И таким образом, моя жизнь протекала среди страстных наслаждений и любовных турниров. Но вот однажды в послеполуденное время, когда я сидел в моей лавке с разрешения супруги моей, я заметил, бросив взор на улицу, молодую девушку, под вуалью…
На этом месте своего рассказа Шахерезада заметила наступление утра и скромно умолкла.
А когда наступила
она сказала:
Но вот однажды в послеполуденное время, когда я сидел в моей лавке с разрешения моей супруги, я заметил, бросив взор на улицу, молодую девушку, под вуалью, которая, по-видимому, направлялась ко мне. И когда она очутилась перед моей лавкой, она обратилась ко мне с самым грациозным приветом и сказала мне:
— О господин мой, вот золотой петушок, украшенный алмазами и драгоценными камнями, которого я напрасно предлагала по своей цене всем купцам базара. Но все эти люди без вкуса и понимания изящного, потому что они говорили мне, что такую вещь нелегко продать и что им невозможно будет с выгодой пристроить ее. И потому я пришла предложить ее тебе, человеку со вкусом, за ту цену, которую ты сам пожелаешь за нее назначить.
И я отвечал ей:
— Мне вовсе не нужна эта безделица, но, чтобы доставить тебе удовольствие, я предлагаю тебе за нее сто динаров — ни больше ни меньше.
И молодая девушка отвечала:
— В таком случае бери ее, и да будет эта покупка к твоей выгоде.
И хотя у меня не было никакого желания приобретать золотого петушка, я подумал, однако, что эта фигурка может доставить удовольствие моей жене, напоминая ей о моих супружеских качествах. И я направился к сундуку и вынул из него сто динаров. Но когда я хотел отдать их молодой девушке, она не взяла их, говоря мне:
— Поистине, они не принесут мне никакой пользы, и я не хочу другой платы, как чтобы ты дал мне право один раз поцеловать тебя в щеку. И это единственное мое желание, о молодой человек.
И я сказал себе: «Клянусь Аллахом! Один поцелуй в щеку за вещь, которая стоит больше тысячи золотых динаров, — это необыкновенная и очень выгодная цена».

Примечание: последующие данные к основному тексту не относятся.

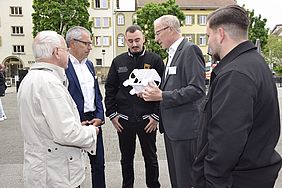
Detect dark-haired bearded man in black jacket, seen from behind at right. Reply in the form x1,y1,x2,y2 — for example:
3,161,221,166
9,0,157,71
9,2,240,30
193,5,281,188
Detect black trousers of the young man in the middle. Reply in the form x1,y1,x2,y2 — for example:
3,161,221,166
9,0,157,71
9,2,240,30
118,118,160,188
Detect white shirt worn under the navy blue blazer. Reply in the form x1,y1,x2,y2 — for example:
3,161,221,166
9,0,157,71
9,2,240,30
69,54,96,112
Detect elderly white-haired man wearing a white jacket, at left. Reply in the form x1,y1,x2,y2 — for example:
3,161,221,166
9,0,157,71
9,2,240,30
18,31,99,188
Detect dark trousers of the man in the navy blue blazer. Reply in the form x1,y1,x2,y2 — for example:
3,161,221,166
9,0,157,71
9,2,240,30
82,113,106,188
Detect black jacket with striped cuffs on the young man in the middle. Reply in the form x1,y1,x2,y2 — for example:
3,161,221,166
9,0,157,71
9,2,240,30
105,51,164,121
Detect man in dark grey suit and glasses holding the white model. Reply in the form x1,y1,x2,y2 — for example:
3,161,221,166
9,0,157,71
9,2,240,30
142,15,205,188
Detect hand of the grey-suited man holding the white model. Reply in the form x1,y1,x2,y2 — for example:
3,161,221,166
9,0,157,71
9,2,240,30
142,82,163,101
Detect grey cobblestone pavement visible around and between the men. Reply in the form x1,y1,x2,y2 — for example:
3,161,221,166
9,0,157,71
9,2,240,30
0,85,282,188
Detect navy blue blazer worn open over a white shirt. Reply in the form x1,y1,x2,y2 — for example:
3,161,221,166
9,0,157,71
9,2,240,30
66,60,105,121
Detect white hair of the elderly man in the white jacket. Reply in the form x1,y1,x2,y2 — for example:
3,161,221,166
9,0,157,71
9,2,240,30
32,31,62,59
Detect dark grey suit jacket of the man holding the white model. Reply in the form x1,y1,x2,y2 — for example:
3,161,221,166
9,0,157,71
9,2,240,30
160,39,205,140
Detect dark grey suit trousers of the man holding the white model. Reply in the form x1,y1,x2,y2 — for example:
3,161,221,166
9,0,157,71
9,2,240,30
164,134,197,188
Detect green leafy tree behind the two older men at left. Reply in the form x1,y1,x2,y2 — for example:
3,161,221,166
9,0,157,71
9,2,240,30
32,0,92,36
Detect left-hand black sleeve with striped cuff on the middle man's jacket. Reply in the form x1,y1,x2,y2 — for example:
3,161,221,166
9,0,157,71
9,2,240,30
105,60,119,119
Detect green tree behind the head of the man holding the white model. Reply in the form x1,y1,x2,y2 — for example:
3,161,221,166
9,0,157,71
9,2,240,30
137,0,185,59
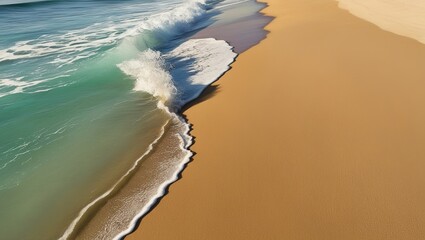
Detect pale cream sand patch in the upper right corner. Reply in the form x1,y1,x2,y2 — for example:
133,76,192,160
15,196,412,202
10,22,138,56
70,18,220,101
337,0,425,43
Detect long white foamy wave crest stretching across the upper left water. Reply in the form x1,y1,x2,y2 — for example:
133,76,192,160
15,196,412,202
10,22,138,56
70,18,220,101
0,0,212,66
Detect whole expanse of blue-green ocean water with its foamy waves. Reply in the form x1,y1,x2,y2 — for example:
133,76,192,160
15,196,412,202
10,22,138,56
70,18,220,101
0,0,264,240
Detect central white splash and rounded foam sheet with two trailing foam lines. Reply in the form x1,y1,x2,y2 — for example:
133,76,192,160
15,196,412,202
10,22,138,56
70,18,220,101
66,38,236,239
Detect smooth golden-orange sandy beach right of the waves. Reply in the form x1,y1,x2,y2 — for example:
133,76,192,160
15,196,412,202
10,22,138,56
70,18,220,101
126,0,425,240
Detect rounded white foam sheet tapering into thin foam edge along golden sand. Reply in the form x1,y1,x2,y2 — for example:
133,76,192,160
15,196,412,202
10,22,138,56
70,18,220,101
109,38,237,239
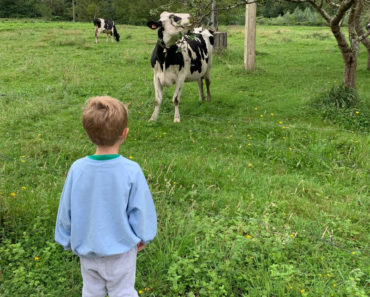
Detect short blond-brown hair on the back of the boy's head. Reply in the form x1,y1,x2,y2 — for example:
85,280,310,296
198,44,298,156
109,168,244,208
82,96,128,146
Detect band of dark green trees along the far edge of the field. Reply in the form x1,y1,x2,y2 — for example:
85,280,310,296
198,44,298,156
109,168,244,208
0,0,318,25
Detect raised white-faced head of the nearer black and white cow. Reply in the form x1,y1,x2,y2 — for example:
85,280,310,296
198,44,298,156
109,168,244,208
147,11,194,47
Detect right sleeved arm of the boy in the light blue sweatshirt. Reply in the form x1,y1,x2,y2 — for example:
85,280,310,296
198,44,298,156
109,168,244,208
127,169,157,244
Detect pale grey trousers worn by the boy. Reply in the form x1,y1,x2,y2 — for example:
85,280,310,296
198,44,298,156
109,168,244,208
80,247,138,297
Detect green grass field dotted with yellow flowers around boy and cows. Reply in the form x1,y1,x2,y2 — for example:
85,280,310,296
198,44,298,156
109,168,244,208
0,20,370,297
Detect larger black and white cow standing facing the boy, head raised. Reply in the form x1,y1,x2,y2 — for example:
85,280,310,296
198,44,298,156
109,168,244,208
147,12,214,122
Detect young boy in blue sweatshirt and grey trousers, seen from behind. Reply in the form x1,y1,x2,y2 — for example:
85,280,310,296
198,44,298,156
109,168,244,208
55,96,157,297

И я не поколебался дать ей мое согласие.
Тогда молодая девушка, о господин мой, приблизилась ко мне, откинула со своего лица покрывало, дала мне один поцелуй в щеку, — и могло ли быть что-нибудь деликатнее его! — но в то же время у нее как будто вдруг появилось желание испробовать вкус моей кожи, она погрузила в мое тело свои зубы юной тигрицы и укусила меня с такой силой, что шрам от этого укуса остался у меня до сих пор. Потом она удалилась, смеясь, тогда как я пытался остановить кровь, которая текла по щеке моей. И я подумал: «О такой-то, этот случай — удивительный случай! И ты скоро увидишь, что все женщины базара придут к тебе и потребуют: одна — кусочек твоей щеки, другая — кусочек твоего подбородка, и третья — кусочек еще чего-нибудь, и в таком случае не лучше ли тебе будет сбыть свои товары и продавать только куски себя самого?!»
И с наступлением вечера я, и радостный и сердитый, вернулся к старухе, которая, по обыкновению, ожидала меня на углу нашей улицы и которая, завязав глаза мои, проводила меня к дворцу жены моей. И по дороге я слышал, как она сквозь зубы бормотала бессвязные слова, в которых, мне казалось, заключались угрозы, но я подумал: «Все старухи любят брюзжать и проводят свои дни только в том, что ворчат на все и мелют всякий вздор».
И, войдя к жене своей, я увидел, что она сидит в приемной зале, с нахмуренными бровями и одетая с ног до головы в пурпурный цвет, как одеваются цари в часы своего гнева. И осанка ее была надменна, и лицо ее было бледно. И при виде всего этого я сказал себе: «О Спаситель, заступись за меня!»
И, не зная, чему приписать эту грозную позу, я приблизился к жене моей, которая, против обыкновения, не поднялась мне навстречу и отвратила взоры свои от лица моего, и, поднося ей золотого петушка, которого я приобрел, я сказал ей:
— О госпожа моя, прими этого драгоценного петушка, эта вещь поистине достойна удивления и занимательна на вид, я купил ее, чтобы доставить тебе удовольствие!
Но при этих словах чело ее омрачилось, и глаза ее потемнели, и, прежде чем успел посторониться, я получил головокружительную пощечину, которая заставила меня завертеться волчком и едва не разбила мне челюсть. И она закричала мне:
— О собака, сын собаки, если ты действительно купил только этого петуха, скажи, откуда этот шрам на щеке твоей?